Move Millions of Files from Amazon EC2 to Amazon S3 using AWS DataSync

Transferring data at scale using the NFS protocol and AWS DataSync.

7 min readJul 31, 2023

Introduction

In this blog I’ll show you how to rapidly transfer files from Amazon EC2 (EC2) to Amazon S3 (S3) using AWS DataSync (DataSync). This is useful if you have log or application files on an EC2 instance and you want to move them to S3 for further processing. In many situations, the AWS Command Line Interface (AWS CLI) is sufficient for this task, but I have seen scenarios with millions of small files on disk, and the AWS CLI cannot transfer the files in a timely manner. To do this, we’ll create a Network File System (NFS) server on the EC2 instance. The code for the solution is available here.

Note: Be careful if you follow along with this blog, as using these services at scale will result in AWS charges.

Architecture

We’ll deploy the architecture shown below. The EC2 instance in orange is our source server and contains the files we want to move to S3. If you’re following along, it’s likely you’ll start with only the source server and an S3 bucket — we’ll deploy the other resources shortly.

To reduce data transfer costs and keep data in the same Availability Zone, we’ll deploy the DataSync agent and the VPC endpoint in the same subnet as the source server.

Infrastructure Deployment

I’ve written a CloudFormation template to deploy the remaining infrastructure needed to facilitate file transfer. The template deploys the following resources:

DataSync agent

An EC2 instance with the latest DataSync AMI.

VPC endpoint

Used for control plane traffic between the agent and the DataSync service. The VPC endpoint allows traffic to stay on the Amazon network, meaning the agent does not need access to the public internet or to a NAT gateway.
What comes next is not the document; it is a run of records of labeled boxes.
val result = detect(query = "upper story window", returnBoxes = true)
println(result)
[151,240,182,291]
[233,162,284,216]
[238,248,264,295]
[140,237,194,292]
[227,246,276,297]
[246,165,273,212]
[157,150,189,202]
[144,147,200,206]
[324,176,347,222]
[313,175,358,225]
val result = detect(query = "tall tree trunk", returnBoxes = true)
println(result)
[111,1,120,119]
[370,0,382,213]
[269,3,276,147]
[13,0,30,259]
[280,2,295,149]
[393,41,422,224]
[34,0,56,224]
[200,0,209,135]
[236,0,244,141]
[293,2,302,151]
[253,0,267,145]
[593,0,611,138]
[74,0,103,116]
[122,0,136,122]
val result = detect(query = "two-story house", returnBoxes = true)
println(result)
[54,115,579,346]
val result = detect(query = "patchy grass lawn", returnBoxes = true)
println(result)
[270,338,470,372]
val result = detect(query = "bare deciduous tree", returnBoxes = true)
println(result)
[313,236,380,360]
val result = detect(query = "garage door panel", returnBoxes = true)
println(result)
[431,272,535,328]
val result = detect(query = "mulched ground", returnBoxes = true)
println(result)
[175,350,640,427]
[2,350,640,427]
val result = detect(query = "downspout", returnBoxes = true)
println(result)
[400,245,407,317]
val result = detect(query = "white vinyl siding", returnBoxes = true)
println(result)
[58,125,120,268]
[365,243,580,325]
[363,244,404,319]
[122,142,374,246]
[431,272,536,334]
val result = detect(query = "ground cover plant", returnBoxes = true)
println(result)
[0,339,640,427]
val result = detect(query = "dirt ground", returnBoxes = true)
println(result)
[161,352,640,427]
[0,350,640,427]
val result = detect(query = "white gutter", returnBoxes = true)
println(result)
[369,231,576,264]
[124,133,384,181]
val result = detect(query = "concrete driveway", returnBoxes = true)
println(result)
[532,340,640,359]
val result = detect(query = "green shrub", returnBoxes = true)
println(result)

Read more on using DataSync with VPC endpoints here.

Three EC2 security groups

DataSync agent
– Allowing traffic on port 80 from your machine for automatic agent activation. This can be removed once activation is complete, more on this below.
VPC endpoint and DataSync task elastic network interfaces (ENIs)
– The docs (ref1, ref2) are a little misleading on this, but you need to allow traffic on ports 1024–1064 for control plane operations and port 443 for data transfer and for agent activation/creation within the DataSync service. DataSync uses this security group for both the VPC endpoint and the task ENIs.
– I tested the VPC endpoint without port 443 open and it fails to register the agent. Furthermore, 443 is required for data transfer as this security group is used for the VPC endpoint and task ENIs.
Source server
– Allowing TCP/UDP traffic on port 2049 from the DataSync agent. You need to attach this to the source server after deployment.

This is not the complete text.